Delhi’s Welfare Schemes for Women and Girls
During CSR’s International Conference on Pre-Natal Sex Selection, policy recommendations were given for responding to India’s skewed sex ratio (943 females per 1,000 males). It was agreed upon, that real change will not happen by only focusing on the morality of people engaging in sex selection. In short we need to minimize the disadvantages, for parents of girl children.
For this purpose, we need governmental schemes which specifically aim at improving the overall wellbeing of girls and women living in India. Currently, there are about 50 schemes in Delhi NCR, intended to uplift various marginalized sections of society. Of these 50 schemes, 15 schemes specifically target women and girls. As we have seen in the General Elections of 2014 and the Delhi Election of 2015, women’s empowerment has been central to the political agenda of nearly all political parties. Yet at the same time, budgetary allocations for promoting gender equality and women’s empowerment have declined over the last couple of years. There has been a decrease in the budget of the Ministry of Women and Child Development (MWCD) in the 12th Five-Year Plan as compared to the 11th Five- Year Plan. This is highly problematic as almost all of the schemes specifically meant for women and girls are implemented by the MWCD.
So what kind of schemes are currently available for women and girls? Basically there are schemes in place aiming to improve lives of women at all the different stages. There are those aiming to improve maternal heath or those specifically for widows. Next to this, we increasingly see the Conditional Cash Transfer (CCT) schemes emerging for the girl child. In India these schemes are colloquially referred as the ‘Laadli – Lakshmi schemes’, because most of them have either ‘Laadli’ (darling) or ‘Lakshmi’ (Hindu Goddess of wealth) in the name. These are the girl child protection schemes, mainly responding to the skewed sex ratio. Besides this, they often have additional objectives, such as improving school enrolment rates, delaying the average age of marriage and improving girls’ overall health status.
The CCT schemes work as following; the state gives out money to parents who have girl children, usually immediately after birth. After this, financial rewards are given to parents each time their daughter completes one year of education, and whenever she reaches the age of 18 unmarried. These schemes have taken their inspiration from welfare schemes in Latin America, where they proved to be particularly most effective in Mexico and in Brazil.

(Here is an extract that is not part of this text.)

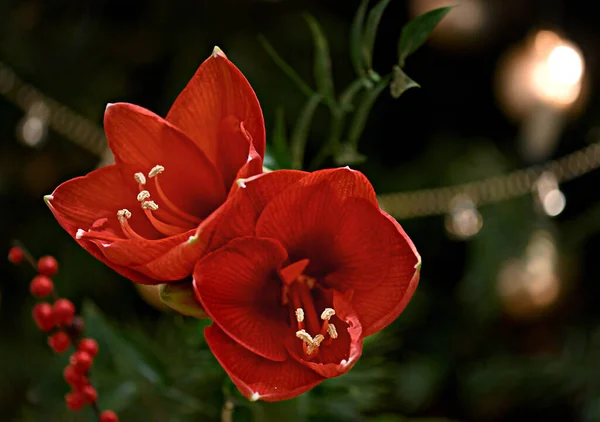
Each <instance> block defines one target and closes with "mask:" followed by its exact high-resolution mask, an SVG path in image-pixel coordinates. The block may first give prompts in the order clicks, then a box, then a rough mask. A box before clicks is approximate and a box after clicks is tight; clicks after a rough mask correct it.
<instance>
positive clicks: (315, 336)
mask: <svg viewBox="0 0 600 422" xmlns="http://www.w3.org/2000/svg"><path fill="white" fill-rule="evenodd" d="M323 340H325V337H324V336H323V334H317V335H316V336H315V338H314V339H313V346H316V347H319V345H320V344H321V342H322V341H323Z"/></svg>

In his study “Conditional Cash Transfer Schemes and Girl Children: Indian Experience” for UNFPA, Professor T. V. Sekher, concluded the CCT schemes have been successful in improving the wellbeing of girls all over India. Most tellingly, we have seen an enormous increase in the enrolment of girls in primary level education. Nevertheless there are major challenges for better implementation of the schemes. At CSR, we work to identify and address these challenges through our work in the communities on a daily basis. We also provide information about the available schemes to the women and girls we work with.